Notemos que não se trata de tentar corrigir efeitos destruidores do mercado sobre a sociedade, mas de obter uma sociedade submetida à dinâmica concorrencial e mercantil. Para tanto, será necessária uma verdadeira engenharia social capaz de formalizar todas as esferas da vida social a partir do modelo da empresa. Foucault procura desfazer o mito segundo o qual o liberalismo eleva o indivíduo à condição de unidade elementar da vida social. Na verdade, esta unidade elementar é a empresa, ou melhor, a “forma-empresa”, pois “trata-se de obter uma sociedade indexada, não na mercadoria e na uniformidade da mercadoria, mas na multiplicidade e na diferenciação da empresa”.

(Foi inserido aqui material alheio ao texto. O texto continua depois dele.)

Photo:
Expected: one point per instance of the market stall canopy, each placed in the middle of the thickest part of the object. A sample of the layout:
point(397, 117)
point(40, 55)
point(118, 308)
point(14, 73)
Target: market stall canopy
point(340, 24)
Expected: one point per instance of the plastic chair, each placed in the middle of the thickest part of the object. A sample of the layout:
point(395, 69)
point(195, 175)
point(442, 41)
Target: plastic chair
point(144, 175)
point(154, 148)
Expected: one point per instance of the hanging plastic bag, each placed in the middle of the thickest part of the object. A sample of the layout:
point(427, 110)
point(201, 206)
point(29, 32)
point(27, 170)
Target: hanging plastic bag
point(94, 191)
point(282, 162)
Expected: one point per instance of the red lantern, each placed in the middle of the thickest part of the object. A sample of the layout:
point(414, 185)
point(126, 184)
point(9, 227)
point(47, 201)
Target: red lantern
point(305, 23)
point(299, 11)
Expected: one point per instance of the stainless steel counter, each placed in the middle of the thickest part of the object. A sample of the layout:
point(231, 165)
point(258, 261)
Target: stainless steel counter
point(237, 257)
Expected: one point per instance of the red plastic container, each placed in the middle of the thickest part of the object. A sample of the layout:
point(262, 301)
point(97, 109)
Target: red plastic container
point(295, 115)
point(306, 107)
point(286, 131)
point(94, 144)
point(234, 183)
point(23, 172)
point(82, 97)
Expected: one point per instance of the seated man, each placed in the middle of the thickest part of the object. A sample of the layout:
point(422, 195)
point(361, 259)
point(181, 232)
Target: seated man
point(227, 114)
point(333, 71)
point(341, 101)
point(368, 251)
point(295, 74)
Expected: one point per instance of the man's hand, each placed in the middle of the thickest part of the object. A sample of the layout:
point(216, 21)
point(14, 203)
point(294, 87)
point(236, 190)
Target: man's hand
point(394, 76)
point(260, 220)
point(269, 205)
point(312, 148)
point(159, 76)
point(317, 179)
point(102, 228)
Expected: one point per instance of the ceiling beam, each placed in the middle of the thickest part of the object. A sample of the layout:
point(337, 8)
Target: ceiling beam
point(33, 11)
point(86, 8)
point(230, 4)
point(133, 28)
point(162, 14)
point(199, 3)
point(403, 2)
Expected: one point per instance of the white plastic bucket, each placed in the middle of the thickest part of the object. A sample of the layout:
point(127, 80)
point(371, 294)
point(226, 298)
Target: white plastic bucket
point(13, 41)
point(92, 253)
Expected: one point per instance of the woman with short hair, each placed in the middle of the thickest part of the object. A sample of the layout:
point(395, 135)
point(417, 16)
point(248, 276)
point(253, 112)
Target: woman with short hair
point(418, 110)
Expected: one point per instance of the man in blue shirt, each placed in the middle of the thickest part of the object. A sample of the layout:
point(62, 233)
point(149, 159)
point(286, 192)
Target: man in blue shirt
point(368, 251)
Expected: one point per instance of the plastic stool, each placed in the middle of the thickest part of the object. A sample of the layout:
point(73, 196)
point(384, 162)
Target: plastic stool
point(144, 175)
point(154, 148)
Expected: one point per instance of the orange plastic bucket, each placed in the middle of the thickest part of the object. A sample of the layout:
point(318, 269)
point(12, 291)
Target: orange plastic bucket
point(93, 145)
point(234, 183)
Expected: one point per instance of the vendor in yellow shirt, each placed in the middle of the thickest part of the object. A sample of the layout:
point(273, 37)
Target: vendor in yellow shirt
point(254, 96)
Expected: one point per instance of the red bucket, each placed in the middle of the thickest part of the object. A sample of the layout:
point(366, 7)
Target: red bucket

No limite, a própria personalidade subjetiva será reconfigurada como conjunto de aptidões e competências capaz de valorizar investimentos aplicados na formação, nos relacionamentos, ou seja, como espaço de valorização incessante do “capital humano”.  Daí por que Foucault termina o curso discutindo as novas configurações do homo oeconomicus: este homem que é empresário de si mesmo, aquele capaz de calcular seu tempo, sua formação, o afeto consagrado aos filhos, como investimento na produção de rentabilização do capital humano. Como se o destino da noção psicológica de personalidade fosse ser descrita como uma paradoxal Sociedade Anônima privada. Desta forma, uma nova forma de controle social consegue se impor pelas mãos da “liberdade” liberal.